Get out and train during the winter months, so next season you will see more wilderness beauty and mystery than you thought possible.
Don't give in to lethargy and softness during these short days and long nights of winter. Use next six months to strengthen yourself. It takes some time, and a lot of repetition to get your body strong enough to carry backpacking weights. You don't want to lose it and have to start again from nothing in the spring.
Taking a lot of walks is a great way to stay in backpacking shape, especially with a backback on. Some people fill stuff sacks with beans or sand and place it in the backpack. I have purchased s smaller external frame pack, for the sole purpose of training around home.

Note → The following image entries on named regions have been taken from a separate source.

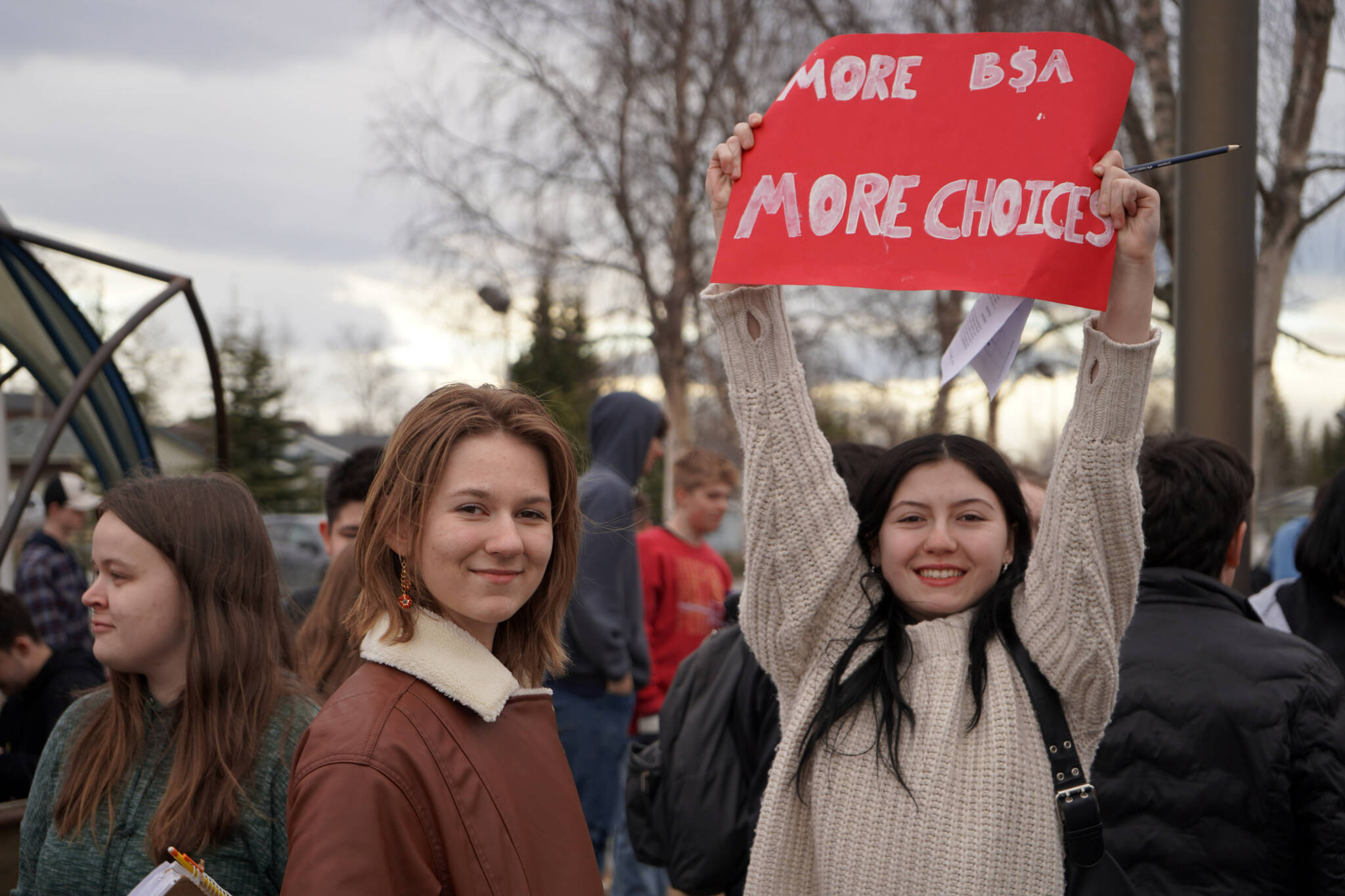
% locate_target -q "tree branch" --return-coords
[1294,177,1345,238]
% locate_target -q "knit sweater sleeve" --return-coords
[1014,318,1158,764]
[705,286,865,705]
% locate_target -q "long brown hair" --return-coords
[295,547,363,700]
[53,473,305,861]
[345,383,580,688]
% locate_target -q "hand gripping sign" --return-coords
[714,32,1134,388]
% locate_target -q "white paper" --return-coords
[127,863,186,896]
[939,294,1033,398]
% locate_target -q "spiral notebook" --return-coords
[127,863,206,896]
[127,847,229,896]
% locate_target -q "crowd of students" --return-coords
[0,116,1345,896]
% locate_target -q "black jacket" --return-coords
[0,646,105,801]
[1092,568,1345,895]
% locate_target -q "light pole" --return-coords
[476,284,510,387]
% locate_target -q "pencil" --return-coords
[168,846,229,896]
[1126,144,1241,175]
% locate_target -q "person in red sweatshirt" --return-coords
[635,449,738,735]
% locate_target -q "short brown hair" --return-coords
[1138,433,1256,578]
[345,383,580,688]
[672,449,738,492]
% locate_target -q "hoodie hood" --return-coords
[589,393,663,485]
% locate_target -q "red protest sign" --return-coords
[714,33,1136,309]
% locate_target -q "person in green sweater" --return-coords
[12,473,317,896]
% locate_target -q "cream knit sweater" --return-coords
[705,286,1158,896]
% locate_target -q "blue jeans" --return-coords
[552,688,635,869]
[612,790,669,896]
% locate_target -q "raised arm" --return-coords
[705,114,864,706]
[1014,150,1158,763]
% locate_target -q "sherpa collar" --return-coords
[359,607,550,721]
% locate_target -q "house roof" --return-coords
[4,416,85,466]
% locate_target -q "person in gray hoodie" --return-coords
[550,393,667,868]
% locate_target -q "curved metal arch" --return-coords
[0,215,229,561]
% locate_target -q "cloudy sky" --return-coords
[0,0,1345,448]
[0,0,511,427]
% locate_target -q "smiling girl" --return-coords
[706,116,1158,896]
[13,473,317,896]
[284,385,603,896]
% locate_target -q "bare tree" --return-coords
[382,0,795,459]
[1088,0,1345,471]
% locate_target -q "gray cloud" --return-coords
[0,0,382,70]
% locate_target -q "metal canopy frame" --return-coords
[0,215,229,556]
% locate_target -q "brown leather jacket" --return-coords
[281,611,603,896]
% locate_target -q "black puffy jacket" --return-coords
[1092,568,1345,896]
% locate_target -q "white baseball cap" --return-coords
[41,473,102,511]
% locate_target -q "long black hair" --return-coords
[1294,470,1345,598]
[793,434,1032,798]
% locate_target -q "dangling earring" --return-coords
[397,557,412,610]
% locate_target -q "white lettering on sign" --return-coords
[1088,190,1116,249]
[1041,180,1074,239]
[971,53,1005,90]
[1037,50,1074,85]
[733,171,803,239]
[831,56,864,99]
[925,180,967,239]
[990,177,1022,236]
[961,177,996,236]
[776,53,925,102]
[970,47,1074,93]
[892,56,924,99]
[1014,180,1056,236]
[808,175,846,236]
[882,175,920,239]
[860,55,897,99]
[776,59,827,102]
[845,175,888,236]
[733,172,1115,249]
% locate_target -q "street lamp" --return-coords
[476,284,510,385]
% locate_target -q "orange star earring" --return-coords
[397,557,412,610]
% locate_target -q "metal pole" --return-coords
[1173,0,1259,587]
[0,354,12,588]
[0,277,191,561]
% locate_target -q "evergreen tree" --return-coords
[219,318,321,512]
[1304,407,1345,485]
[510,266,600,456]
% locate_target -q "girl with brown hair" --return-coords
[13,473,317,896]
[295,549,363,700]
[284,384,603,896]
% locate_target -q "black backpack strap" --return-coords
[1003,626,1104,868]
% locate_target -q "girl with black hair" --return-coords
[705,116,1158,896]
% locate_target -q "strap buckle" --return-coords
[1056,783,1097,823]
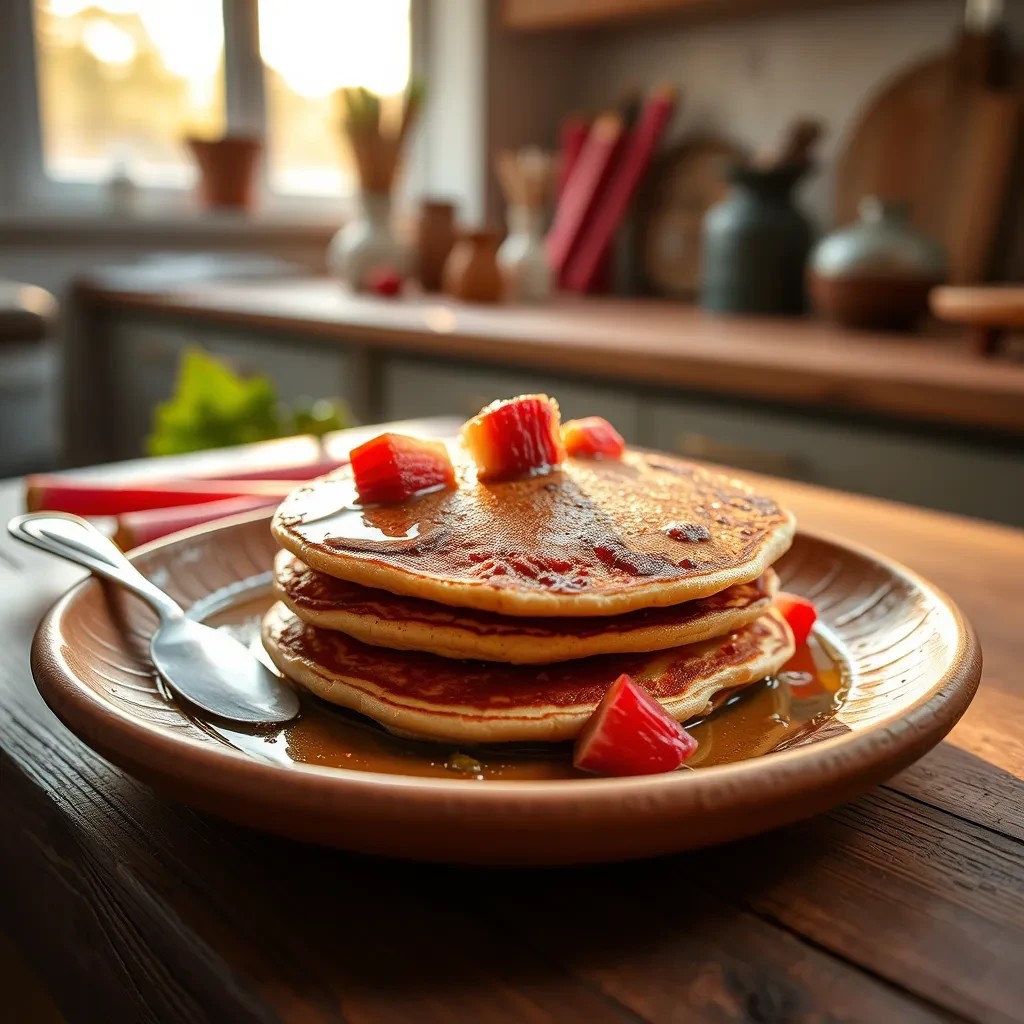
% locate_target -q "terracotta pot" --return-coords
[443,231,502,302]
[414,200,456,292]
[185,135,263,210]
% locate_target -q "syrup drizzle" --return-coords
[198,596,846,782]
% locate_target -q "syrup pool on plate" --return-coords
[199,593,847,782]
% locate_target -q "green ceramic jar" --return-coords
[700,164,813,315]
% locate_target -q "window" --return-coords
[25,0,411,203]
[36,0,224,186]
[259,0,410,196]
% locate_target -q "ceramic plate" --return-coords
[33,515,981,864]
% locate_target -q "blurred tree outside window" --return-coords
[35,0,411,197]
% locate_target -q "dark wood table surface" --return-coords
[0,423,1024,1024]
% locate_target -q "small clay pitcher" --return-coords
[414,200,456,292]
[443,230,503,302]
[185,135,263,210]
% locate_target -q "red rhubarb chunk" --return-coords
[572,674,697,775]
[775,591,818,645]
[349,434,455,505]
[562,416,626,459]
[462,394,564,480]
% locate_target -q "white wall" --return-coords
[567,0,1024,226]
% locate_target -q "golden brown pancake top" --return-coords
[274,444,793,614]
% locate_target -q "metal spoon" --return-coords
[7,512,299,724]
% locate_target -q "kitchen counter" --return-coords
[65,276,1024,526]
[77,279,1024,436]
[0,419,1024,1024]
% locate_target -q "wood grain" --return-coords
[502,0,888,31]
[75,280,1024,437]
[0,421,1024,1024]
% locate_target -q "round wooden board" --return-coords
[32,514,981,864]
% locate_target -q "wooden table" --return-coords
[0,425,1024,1024]
[79,278,1024,439]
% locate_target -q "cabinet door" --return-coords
[383,358,640,440]
[199,334,348,401]
[645,397,1024,525]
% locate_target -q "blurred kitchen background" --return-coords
[0,0,1024,525]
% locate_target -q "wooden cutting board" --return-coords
[836,37,1021,284]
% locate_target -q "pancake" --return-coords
[274,551,778,665]
[272,442,795,616]
[263,602,794,743]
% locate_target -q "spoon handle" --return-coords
[7,512,184,621]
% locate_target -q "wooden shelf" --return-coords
[502,0,877,31]
[84,279,1024,437]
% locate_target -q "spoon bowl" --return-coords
[7,512,299,725]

I have to admit, it didn't feel right carrying a full size backpack up and down the streets of my neighborhood. I look weathered and eccentric enough without that. (i.e., like a street person. One time while I was waiting for the bus on the side of my yard, talking to my dogs through a gap in the fence at the corner, a police officer stopped and wanted to know why I was looking into that yard. I politely told her that it is my house, and I was talking to my dogs, and that the bus is coming now and I am getting on it).
There are many people who equate a good life with comfort and luxury. My opinion is that comfort and luxury often keep us from getting the most out of life. Let me put it this way, If I hadn't trained for the last several years, carrying a backpack even through the winter months, I likely would not have experienced what I did on this trip last July, high in the mountains of Southwest Colorado.
Use this winter to develop strength and toughness, so that you can be ready next season to get out and see why a simple life on this earth is such an incredible blessing.